2. Latar Tempat sebagai Elemen Dominan, latar tempat memiliki peran penting
dalam karya sastra. Latar tempat menjadi unsur netral atau spiritual dalam
sebuah tempat tertentu. Termasuk dalam fiksi jenis ini: Laskar Pelangi karya
Andrea Hirata yang berbicara tentang Belitong pada zaman Orde Baru.
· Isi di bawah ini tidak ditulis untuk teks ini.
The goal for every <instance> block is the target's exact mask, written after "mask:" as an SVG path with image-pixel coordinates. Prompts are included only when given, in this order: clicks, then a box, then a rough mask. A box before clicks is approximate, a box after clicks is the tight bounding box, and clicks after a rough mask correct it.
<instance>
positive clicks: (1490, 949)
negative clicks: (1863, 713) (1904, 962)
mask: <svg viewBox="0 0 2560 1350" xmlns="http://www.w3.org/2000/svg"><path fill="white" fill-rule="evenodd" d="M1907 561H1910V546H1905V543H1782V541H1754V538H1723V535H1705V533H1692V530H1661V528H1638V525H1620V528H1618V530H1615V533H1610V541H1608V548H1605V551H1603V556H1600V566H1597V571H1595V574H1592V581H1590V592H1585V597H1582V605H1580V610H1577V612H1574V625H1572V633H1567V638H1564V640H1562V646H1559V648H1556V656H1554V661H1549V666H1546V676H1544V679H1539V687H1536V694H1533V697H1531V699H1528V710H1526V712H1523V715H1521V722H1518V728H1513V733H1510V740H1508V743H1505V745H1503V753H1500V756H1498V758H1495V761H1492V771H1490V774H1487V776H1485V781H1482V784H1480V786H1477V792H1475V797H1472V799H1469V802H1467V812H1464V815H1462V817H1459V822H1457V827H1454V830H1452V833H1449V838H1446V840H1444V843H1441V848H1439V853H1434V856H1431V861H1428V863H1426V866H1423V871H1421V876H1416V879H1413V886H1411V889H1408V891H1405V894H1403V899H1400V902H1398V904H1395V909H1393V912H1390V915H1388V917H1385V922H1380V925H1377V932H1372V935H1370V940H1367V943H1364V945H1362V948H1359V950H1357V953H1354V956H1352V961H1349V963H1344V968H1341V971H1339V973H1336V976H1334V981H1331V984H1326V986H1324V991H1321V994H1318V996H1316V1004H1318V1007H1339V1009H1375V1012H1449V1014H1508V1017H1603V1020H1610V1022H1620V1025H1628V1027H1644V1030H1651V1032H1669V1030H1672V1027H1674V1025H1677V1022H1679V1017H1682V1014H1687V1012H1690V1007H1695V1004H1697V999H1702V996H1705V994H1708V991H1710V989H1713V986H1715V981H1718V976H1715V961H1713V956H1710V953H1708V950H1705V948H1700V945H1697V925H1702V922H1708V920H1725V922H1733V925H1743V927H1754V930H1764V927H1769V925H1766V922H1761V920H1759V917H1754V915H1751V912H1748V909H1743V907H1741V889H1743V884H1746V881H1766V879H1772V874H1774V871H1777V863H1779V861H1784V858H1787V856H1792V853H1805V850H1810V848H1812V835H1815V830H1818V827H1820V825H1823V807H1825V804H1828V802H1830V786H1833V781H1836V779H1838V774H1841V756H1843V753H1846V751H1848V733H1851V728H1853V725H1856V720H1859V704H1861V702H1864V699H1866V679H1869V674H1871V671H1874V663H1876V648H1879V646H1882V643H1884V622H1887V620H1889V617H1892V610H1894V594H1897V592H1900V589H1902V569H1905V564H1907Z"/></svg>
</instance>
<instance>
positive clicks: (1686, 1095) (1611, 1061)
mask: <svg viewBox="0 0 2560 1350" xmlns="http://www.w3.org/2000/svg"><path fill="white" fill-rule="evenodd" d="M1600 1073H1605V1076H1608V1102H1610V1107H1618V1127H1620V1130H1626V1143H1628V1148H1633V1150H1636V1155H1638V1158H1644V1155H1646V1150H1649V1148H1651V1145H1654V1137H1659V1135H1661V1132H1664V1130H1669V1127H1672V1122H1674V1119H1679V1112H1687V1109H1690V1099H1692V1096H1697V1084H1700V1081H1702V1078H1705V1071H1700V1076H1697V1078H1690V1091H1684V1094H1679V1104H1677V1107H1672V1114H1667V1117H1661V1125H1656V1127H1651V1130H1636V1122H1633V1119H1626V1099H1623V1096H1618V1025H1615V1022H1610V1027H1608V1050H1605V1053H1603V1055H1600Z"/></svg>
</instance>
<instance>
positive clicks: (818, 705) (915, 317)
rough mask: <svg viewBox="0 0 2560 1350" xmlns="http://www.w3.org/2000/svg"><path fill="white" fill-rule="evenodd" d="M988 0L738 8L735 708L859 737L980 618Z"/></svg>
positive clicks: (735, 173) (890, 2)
3. Latar Waktu sebagai Elemen Dominan, dalam karya sastra ada yang menggunakan
elemen waktu sebagai unsur yang dominan. Fungsi latar ini terjadi terutama pada
karya sastra yang berlatar sejarah. Tidak hanya waktu yang menjadi unsur utama
yang terlibat. Ada unsur-unsur nilai dalam waktu, misalnya unsur nilai dalam
masa kemerdekaan, masa Orde Baru, dsb.
4. Metafora, artinya jika latar spiritual ialah unsur latar yang secara
spiritual memberi efek nilai pada karya sastra, maka fungsi latar ini adalah
fungsi eksternal yang tidak secara langsung (eksplisit) berpengaruh pada
cerita. Sebagai metafora, latar menghadirkan suasana yang secara tidak langsung
menggambarkan nasib tokoh.
Contoh:
Pohon-pohon kelapa itu tumbuh di tanah
lereng di antara pepohonan lain yang rapat dan rimbun. Kemiringan lereng
membuat pemandangan seberang lembah itu seperti lukisan alam gaya klasik Bali
yang terpapar di dinding langit. Selain pohon kelapa yang memberi kesan lembut,
batang sengon yang lurus dan langsing menjadi garis-garis tegak berwarna putih
dan kuat. Ada beberapa pohon aren dengan daun mudanya yang mulai mekar; kuning
dan segar. Ada pucuk pohon jengkol yang berwarna coklat kemerahan, ada bunga
bungur yang ungu berdekatan dengan pohon dadap dengan kembangnya yang
benar-benar merah. Dan batang-batang jambe rowe, sejenis pinang dengan buahnya
yang bulat dan lebih besar, memberi kesan purba pada lukisan yang terpajang di
sana. Dalam sapuan hujan panorama di seberang lembah itu terlihat agak samar.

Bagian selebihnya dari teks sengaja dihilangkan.